Namun, jika aku menelisik ke masa-masa sebelumnya, yang muncul adalah rasa syukur. Aku justru bersyukur tidak seperti itu. Aku merasa bahwa Tuhan memberi aku rem dengan caraNYA. Ia hanya memperlihatkan apa-apa yang ada di dunia ini, tetapi tidak mengizinkan aku untuk melakukan hal yang sama.

Saat menyadari bahwa aku tidak memiliki harta benda duniawi, aku justru bersyukur. Karena aku tidak perlu repot-repot menjaganya. Toh, semua itu hanya titipan. Kedua anakku, yang terlahir dari rahimku sendiri, pun hanya titipan. Mereka bukan sepenuhnya milikku. Saat sudah tiba waktunya nanti, mereka adalah milik kehidupan. Aku hanya bisa memiliki seutuhnya sampai batas waktu tertentu. Bahkan sewaktu-waktu dipanggil kembali oleh Sang Pencipta, aku harus ikhlas seikhlas-ikhlasnya.

Oleh karena itu, setiap kali kusadari bahwa hidup di dunia hanya sementara dan bahwa semua yang ada di dunia ini hanya titipan, aku merasakan keikhlasan lahir dan batin atas semua perjalanan hidup yang aku lalui.

***

Aku percaya bahwa hidupku adalah skenarioNYA. Tinggal bagaimana aku menyikapi dan menjalani hidup ini. Tuhan memang selalu memberikan ujian terlebih dahulu untuk melatihku menyelesaikan soal-soal tersebut. Jika satu soal bisa aku selesaikan dengan baik, aku akan memasuki tahap ujian berikutnya. Selama itu pula, level kehidupanku mengalami kenaikan secara bertahap.

Oleh karena itu, aku tidak mengalami syok saat aku mendapatkan berkah yang melimpah. Aku menerimanya dengan penuh syukur dan menyikapinya dengan biasa-biasa saja. Semua itu tidak lantas mengubah kehidupan duniawiku secara drastis. Seringkali aku merasa bahwa semua keberlimpahan itu adalah titipan Tuhan. Sehingga dengan penuh kesadaran dan keikhlasan aku pun menyalurkannya kepada yang lebih membutuhkan.

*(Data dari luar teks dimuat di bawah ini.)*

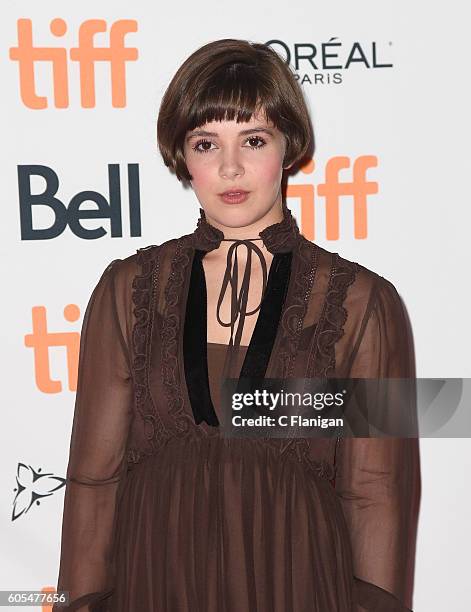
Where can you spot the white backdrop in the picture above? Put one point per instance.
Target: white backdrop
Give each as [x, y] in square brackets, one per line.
[410, 118]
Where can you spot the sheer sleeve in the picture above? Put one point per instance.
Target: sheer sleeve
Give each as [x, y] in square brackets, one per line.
[378, 479]
[96, 467]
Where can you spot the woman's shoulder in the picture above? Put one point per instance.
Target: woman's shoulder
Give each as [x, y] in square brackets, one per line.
[124, 270]
[363, 283]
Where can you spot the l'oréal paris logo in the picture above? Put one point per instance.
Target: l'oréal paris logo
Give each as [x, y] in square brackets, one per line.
[325, 63]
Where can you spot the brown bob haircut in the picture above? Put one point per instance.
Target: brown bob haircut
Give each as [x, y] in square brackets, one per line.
[232, 79]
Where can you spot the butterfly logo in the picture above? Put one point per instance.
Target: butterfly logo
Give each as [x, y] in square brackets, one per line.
[31, 487]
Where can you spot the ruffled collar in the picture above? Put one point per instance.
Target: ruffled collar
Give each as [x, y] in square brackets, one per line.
[279, 237]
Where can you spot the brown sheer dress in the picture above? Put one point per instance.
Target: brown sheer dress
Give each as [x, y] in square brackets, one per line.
[164, 514]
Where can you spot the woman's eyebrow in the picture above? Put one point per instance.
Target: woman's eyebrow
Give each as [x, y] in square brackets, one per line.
[241, 133]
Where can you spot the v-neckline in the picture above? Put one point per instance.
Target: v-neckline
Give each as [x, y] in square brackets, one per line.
[264, 336]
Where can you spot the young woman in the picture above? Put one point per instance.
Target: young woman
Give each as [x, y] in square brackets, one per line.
[164, 514]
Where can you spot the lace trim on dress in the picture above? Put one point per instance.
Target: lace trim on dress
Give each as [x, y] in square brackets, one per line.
[331, 324]
[170, 334]
[329, 330]
[143, 294]
[293, 317]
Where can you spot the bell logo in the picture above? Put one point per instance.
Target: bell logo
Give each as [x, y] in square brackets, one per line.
[73, 214]
[332, 190]
[86, 54]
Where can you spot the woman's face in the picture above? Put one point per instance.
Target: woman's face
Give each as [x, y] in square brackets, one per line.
[226, 155]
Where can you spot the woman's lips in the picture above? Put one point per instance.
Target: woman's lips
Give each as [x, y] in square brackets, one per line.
[234, 197]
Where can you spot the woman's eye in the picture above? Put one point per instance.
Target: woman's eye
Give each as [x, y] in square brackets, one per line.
[206, 144]
[202, 142]
[252, 138]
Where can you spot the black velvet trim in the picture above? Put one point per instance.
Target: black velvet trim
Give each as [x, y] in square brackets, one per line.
[257, 357]
[263, 338]
[195, 348]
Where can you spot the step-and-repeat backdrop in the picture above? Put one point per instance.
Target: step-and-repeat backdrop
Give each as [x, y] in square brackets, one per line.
[387, 87]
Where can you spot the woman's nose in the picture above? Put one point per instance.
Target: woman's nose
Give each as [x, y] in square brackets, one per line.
[231, 165]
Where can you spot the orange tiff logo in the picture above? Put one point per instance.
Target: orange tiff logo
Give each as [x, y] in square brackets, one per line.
[331, 190]
[86, 54]
[41, 339]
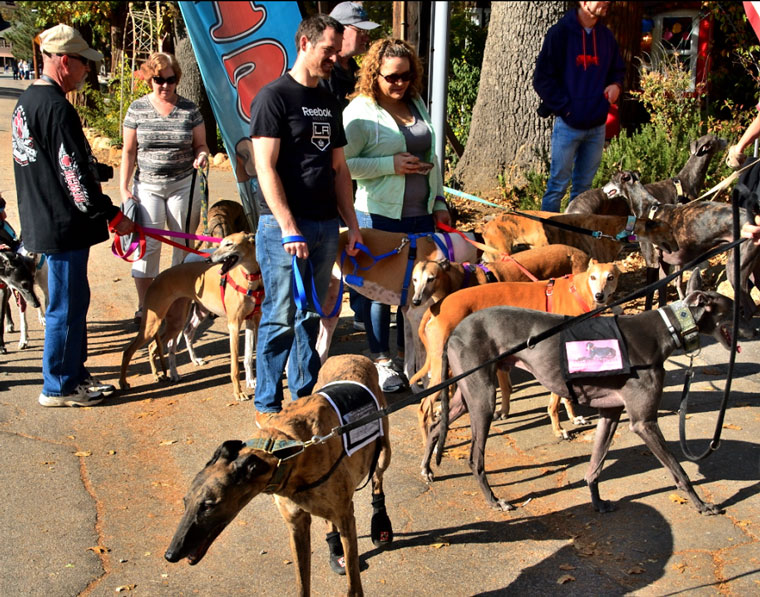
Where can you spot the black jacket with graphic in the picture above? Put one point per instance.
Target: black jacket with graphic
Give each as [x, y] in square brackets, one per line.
[61, 205]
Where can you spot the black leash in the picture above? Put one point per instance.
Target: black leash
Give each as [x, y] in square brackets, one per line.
[683, 408]
[531, 342]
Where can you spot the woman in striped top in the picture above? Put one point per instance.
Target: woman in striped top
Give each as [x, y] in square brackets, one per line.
[164, 140]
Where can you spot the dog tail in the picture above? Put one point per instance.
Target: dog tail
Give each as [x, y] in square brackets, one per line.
[443, 427]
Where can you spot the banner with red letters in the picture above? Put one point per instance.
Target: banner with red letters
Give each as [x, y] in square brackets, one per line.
[240, 47]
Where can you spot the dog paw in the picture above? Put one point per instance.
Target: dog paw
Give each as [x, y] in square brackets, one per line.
[604, 506]
[503, 505]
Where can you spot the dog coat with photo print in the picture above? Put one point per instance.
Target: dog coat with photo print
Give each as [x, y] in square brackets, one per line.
[352, 401]
[593, 348]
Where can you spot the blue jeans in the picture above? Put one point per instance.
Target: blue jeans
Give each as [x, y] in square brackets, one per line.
[65, 348]
[576, 153]
[376, 315]
[286, 331]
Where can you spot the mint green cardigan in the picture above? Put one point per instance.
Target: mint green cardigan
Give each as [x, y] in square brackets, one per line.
[373, 139]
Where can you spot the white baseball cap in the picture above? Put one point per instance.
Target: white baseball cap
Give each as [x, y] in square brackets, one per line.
[63, 39]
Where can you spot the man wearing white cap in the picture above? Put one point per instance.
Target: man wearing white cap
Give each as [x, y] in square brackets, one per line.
[63, 210]
[355, 42]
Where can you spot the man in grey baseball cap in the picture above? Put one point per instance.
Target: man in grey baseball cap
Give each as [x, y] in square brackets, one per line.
[355, 41]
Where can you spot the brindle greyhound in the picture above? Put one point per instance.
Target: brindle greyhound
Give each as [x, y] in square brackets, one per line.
[697, 227]
[685, 186]
[235, 263]
[318, 480]
[649, 342]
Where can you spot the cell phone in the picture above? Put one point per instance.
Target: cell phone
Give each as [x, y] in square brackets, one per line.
[424, 167]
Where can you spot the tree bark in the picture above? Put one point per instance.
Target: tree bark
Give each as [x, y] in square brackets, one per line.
[506, 133]
[191, 86]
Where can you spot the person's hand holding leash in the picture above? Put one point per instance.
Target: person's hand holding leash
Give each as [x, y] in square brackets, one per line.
[201, 161]
[405, 163]
[752, 232]
[612, 92]
[735, 157]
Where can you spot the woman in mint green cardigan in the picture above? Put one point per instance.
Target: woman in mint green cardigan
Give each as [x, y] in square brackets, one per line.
[390, 153]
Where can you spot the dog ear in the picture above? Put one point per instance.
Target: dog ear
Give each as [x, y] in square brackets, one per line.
[249, 466]
[228, 451]
[695, 282]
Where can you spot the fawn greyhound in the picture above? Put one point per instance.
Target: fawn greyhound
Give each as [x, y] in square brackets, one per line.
[650, 338]
[316, 479]
[435, 279]
[570, 295]
[508, 233]
[232, 267]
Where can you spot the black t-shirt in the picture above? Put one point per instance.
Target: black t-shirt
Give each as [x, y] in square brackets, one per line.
[309, 124]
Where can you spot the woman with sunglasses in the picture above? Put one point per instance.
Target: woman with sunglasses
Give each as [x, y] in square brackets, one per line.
[390, 154]
[164, 140]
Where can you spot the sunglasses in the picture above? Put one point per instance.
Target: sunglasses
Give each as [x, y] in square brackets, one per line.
[396, 78]
[81, 59]
[160, 80]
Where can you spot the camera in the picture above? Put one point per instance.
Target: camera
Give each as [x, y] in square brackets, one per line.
[104, 172]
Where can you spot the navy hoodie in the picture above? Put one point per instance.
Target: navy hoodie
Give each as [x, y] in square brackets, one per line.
[573, 69]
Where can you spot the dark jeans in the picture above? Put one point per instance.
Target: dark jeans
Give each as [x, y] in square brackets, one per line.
[376, 315]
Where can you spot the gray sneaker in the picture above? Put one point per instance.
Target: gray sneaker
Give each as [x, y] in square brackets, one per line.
[81, 397]
[95, 385]
[390, 381]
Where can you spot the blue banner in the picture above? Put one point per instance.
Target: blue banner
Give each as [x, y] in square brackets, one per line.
[240, 47]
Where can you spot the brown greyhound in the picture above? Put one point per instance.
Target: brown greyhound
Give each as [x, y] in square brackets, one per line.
[313, 480]
[436, 279]
[233, 263]
[570, 295]
[508, 233]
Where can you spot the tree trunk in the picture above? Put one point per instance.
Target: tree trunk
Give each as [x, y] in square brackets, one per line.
[506, 134]
[191, 87]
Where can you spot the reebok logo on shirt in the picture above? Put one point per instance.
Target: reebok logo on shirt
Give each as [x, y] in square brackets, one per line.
[325, 112]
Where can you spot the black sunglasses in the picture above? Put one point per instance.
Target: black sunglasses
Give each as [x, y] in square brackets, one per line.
[81, 59]
[395, 78]
[160, 80]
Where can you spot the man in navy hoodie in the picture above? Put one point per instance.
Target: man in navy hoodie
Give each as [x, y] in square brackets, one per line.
[579, 73]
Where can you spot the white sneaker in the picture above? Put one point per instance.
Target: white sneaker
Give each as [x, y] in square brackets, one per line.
[81, 397]
[95, 385]
[390, 381]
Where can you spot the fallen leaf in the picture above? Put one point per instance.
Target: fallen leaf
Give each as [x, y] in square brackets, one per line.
[98, 549]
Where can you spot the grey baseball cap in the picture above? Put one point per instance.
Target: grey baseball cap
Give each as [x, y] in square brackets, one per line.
[351, 13]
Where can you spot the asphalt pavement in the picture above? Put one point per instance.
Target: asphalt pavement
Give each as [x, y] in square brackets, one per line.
[91, 497]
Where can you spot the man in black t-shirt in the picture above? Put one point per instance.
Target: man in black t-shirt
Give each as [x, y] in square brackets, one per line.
[304, 182]
[63, 211]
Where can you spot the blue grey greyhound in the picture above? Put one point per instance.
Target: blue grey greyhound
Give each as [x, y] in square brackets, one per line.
[650, 338]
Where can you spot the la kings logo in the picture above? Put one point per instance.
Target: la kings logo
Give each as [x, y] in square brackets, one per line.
[320, 135]
[23, 145]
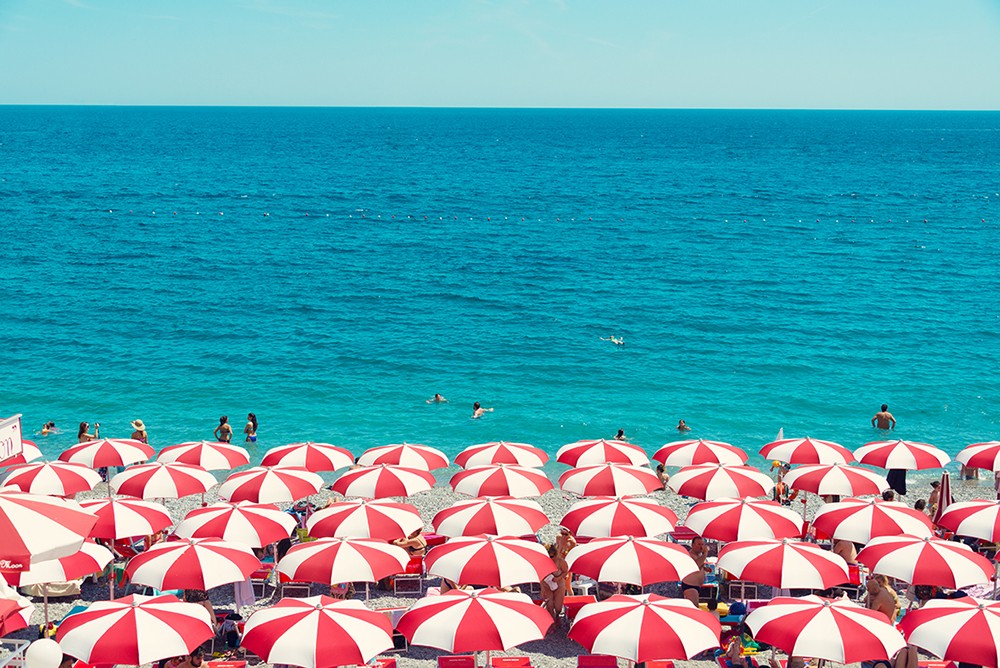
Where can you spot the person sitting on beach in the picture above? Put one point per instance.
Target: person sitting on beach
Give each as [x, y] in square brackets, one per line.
[224, 432]
[415, 544]
[251, 428]
[691, 585]
[883, 419]
[84, 436]
[478, 410]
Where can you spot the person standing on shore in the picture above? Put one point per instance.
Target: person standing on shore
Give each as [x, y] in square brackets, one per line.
[883, 419]
[224, 432]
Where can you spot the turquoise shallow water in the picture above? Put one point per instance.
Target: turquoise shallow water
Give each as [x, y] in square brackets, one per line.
[330, 269]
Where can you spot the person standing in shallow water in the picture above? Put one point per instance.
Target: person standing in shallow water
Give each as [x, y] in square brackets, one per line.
[224, 432]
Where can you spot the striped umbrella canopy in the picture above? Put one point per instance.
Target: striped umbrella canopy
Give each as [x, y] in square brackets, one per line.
[784, 563]
[605, 516]
[270, 484]
[54, 478]
[984, 455]
[743, 519]
[336, 560]
[157, 480]
[314, 457]
[958, 629]
[646, 627]
[488, 560]
[909, 455]
[699, 451]
[126, 517]
[836, 630]
[383, 480]
[718, 481]
[29, 453]
[192, 563]
[926, 561]
[498, 516]
[860, 520]
[108, 452]
[836, 479]
[365, 518]
[135, 630]
[501, 452]
[638, 561]
[250, 524]
[501, 480]
[610, 480]
[977, 519]
[807, 451]
[209, 455]
[317, 632]
[410, 455]
[600, 451]
[474, 621]
[37, 528]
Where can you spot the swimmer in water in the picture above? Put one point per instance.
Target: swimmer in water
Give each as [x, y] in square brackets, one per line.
[477, 411]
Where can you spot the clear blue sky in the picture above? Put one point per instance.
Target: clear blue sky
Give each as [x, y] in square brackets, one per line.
[872, 54]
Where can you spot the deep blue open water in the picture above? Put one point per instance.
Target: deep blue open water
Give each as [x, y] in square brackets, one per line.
[330, 269]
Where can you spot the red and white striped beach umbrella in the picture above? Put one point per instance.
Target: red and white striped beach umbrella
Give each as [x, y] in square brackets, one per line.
[409, 455]
[788, 564]
[638, 561]
[108, 452]
[606, 516]
[250, 524]
[497, 516]
[91, 558]
[501, 452]
[38, 528]
[384, 480]
[489, 561]
[135, 630]
[126, 517]
[474, 621]
[699, 451]
[978, 519]
[29, 453]
[860, 520]
[963, 629]
[718, 481]
[984, 455]
[364, 518]
[267, 484]
[501, 480]
[157, 480]
[807, 451]
[53, 478]
[311, 456]
[209, 455]
[743, 519]
[836, 479]
[927, 561]
[908, 455]
[610, 480]
[836, 630]
[336, 560]
[192, 563]
[600, 451]
[317, 632]
[646, 627]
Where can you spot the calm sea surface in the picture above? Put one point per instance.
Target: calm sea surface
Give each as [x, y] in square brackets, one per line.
[330, 269]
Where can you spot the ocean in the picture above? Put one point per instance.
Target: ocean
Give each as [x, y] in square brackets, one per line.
[331, 269]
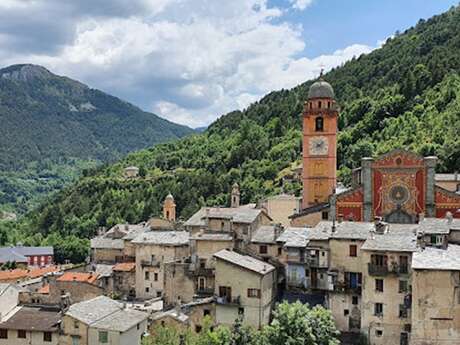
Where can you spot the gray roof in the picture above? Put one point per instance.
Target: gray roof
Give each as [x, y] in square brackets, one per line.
[20, 253]
[106, 243]
[396, 240]
[294, 237]
[432, 258]
[244, 261]
[104, 270]
[447, 177]
[219, 236]
[94, 309]
[321, 89]
[264, 234]
[121, 320]
[245, 214]
[346, 230]
[166, 238]
[438, 225]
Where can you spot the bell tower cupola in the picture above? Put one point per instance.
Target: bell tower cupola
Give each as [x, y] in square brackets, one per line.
[319, 144]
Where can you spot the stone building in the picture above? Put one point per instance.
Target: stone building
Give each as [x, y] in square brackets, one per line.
[153, 250]
[31, 325]
[436, 296]
[102, 321]
[245, 287]
[124, 279]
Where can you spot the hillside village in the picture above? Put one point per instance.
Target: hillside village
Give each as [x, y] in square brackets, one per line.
[383, 255]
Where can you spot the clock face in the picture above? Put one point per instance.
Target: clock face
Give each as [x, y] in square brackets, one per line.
[318, 146]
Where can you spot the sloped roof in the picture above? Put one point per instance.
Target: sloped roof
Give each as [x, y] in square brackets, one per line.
[78, 277]
[438, 225]
[34, 319]
[94, 309]
[107, 243]
[244, 261]
[245, 214]
[167, 238]
[121, 320]
[432, 258]
[264, 234]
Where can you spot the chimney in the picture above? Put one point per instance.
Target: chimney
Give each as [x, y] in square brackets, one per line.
[340, 218]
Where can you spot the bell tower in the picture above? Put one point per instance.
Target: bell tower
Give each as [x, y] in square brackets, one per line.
[319, 144]
[169, 208]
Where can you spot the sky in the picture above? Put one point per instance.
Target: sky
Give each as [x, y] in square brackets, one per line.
[191, 61]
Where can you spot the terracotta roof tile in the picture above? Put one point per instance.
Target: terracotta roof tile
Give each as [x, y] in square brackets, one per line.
[78, 277]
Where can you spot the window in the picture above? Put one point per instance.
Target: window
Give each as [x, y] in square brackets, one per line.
[379, 285]
[254, 293]
[378, 309]
[403, 286]
[354, 300]
[319, 124]
[402, 311]
[201, 283]
[48, 337]
[75, 340]
[353, 250]
[404, 339]
[103, 337]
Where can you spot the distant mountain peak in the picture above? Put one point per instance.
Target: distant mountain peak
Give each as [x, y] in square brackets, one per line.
[25, 72]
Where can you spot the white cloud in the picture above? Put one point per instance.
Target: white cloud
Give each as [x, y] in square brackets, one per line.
[301, 4]
[189, 61]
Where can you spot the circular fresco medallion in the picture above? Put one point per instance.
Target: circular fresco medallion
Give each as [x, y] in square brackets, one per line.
[399, 194]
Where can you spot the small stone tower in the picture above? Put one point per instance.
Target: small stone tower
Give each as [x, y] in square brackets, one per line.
[235, 202]
[169, 208]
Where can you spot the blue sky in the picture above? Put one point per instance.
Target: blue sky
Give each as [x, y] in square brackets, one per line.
[329, 25]
[191, 61]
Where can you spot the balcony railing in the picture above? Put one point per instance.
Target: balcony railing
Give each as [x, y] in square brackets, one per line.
[378, 270]
[226, 300]
[150, 263]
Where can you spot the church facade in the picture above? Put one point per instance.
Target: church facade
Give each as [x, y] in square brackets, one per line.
[399, 186]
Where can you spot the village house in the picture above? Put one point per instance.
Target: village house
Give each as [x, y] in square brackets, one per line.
[25, 257]
[245, 287]
[31, 325]
[102, 321]
[436, 296]
[386, 301]
[153, 250]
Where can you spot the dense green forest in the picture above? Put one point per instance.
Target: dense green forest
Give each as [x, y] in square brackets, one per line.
[53, 127]
[405, 94]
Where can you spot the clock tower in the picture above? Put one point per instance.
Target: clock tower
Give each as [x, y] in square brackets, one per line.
[319, 153]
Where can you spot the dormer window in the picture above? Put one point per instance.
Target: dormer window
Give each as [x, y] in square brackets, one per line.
[319, 124]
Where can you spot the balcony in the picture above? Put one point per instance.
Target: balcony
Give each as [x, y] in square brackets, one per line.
[378, 270]
[228, 300]
[150, 263]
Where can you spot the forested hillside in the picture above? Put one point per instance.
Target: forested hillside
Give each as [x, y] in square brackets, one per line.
[405, 94]
[52, 127]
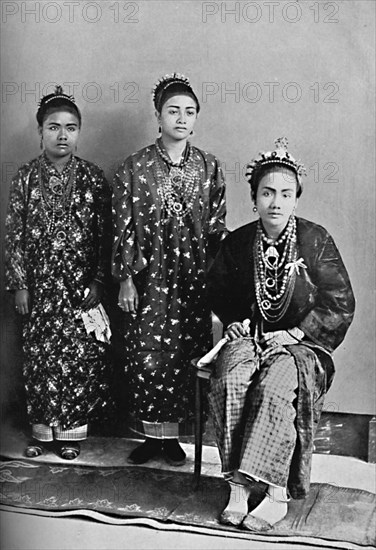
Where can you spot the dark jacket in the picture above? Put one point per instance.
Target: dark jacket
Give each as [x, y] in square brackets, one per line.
[322, 306]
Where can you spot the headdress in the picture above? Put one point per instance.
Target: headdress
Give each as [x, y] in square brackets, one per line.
[56, 99]
[279, 157]
[172, 84]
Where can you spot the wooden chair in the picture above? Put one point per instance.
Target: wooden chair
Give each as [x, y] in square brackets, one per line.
[202, 377]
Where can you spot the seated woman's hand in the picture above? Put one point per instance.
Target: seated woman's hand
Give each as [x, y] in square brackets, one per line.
[236, 330]
[94, 296]
[282, 337]
[128, 296]
[22, 301]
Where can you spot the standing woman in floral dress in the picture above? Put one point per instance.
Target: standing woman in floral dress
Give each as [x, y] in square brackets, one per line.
[169, 210]
[58, 233]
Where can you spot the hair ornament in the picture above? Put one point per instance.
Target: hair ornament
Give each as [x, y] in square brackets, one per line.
[280, 156]
[178, 82]
[57, 94]
[167, 80]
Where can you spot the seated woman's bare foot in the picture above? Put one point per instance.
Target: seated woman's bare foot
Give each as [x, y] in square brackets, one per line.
[271, 510]
[237, 506]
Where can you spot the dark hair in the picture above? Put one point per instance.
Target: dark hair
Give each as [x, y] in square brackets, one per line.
[288, 172]
[58, 101]
[166, 90]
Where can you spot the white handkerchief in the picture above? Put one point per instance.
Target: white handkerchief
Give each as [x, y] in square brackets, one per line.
[96, 320]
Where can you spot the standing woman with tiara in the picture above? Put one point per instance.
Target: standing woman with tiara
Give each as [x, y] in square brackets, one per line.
[281, 290]
[57, 261]
[169, 208]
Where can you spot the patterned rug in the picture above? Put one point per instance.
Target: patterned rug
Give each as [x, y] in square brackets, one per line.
[329, 513]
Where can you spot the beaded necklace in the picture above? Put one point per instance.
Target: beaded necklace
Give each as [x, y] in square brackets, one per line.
[178, 188]
[56, 192]
[274, 281]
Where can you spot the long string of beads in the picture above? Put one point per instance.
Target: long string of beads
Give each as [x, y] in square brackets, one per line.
[57, 193]
[274, 281]
[178, 187]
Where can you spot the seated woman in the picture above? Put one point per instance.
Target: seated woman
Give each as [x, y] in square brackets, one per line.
[57, 259]
[285, 276]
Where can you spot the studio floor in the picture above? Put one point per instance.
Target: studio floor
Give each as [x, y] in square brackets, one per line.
[26, 530]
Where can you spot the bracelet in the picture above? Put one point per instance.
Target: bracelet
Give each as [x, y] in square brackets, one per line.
[233, 323]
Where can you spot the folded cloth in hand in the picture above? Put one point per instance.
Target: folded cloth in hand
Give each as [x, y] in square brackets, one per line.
[96, 320]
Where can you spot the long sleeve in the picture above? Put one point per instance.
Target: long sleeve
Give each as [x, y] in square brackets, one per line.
[229, 279]
[15, 268]
[327, 322]
[127, 257]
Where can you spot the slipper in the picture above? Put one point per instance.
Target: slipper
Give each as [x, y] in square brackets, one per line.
[34, 448]
[231, 518]
[255, 524]
[69, 450]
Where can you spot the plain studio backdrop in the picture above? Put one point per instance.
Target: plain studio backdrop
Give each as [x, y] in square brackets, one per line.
[261, 70]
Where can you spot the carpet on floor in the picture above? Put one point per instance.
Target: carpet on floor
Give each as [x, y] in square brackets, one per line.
[330, 512]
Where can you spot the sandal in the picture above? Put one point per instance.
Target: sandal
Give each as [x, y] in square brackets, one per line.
[34, 449]
[70, 450]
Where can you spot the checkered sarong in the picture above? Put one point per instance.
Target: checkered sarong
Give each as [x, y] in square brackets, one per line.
[252, 403]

“Mba, di saat teman-teman memilih membeli mobil dan sebagainya, kenapa mba Win masih memilih setiap hari naik ojek?” Itu adalah pertanyaan yang pernah dilontarkan oleh teman kerjaku. Lalu aku bertanya balik, “Mba Di pernah atau tidak terpikir bahwa bisa jadi saya adalah salah satu jalan rezeki bagi para tukang ojek online?” Teman saya menjawab, “Tidak, mba…” Kesimpulannya, mungkin aku tidak bisa mengendarai motor sendiri karena rezekiku tidak untuk kumakan sendiri tetapi untuk kubagi-bagi juga dengan orang lain yaitu tukang ojek.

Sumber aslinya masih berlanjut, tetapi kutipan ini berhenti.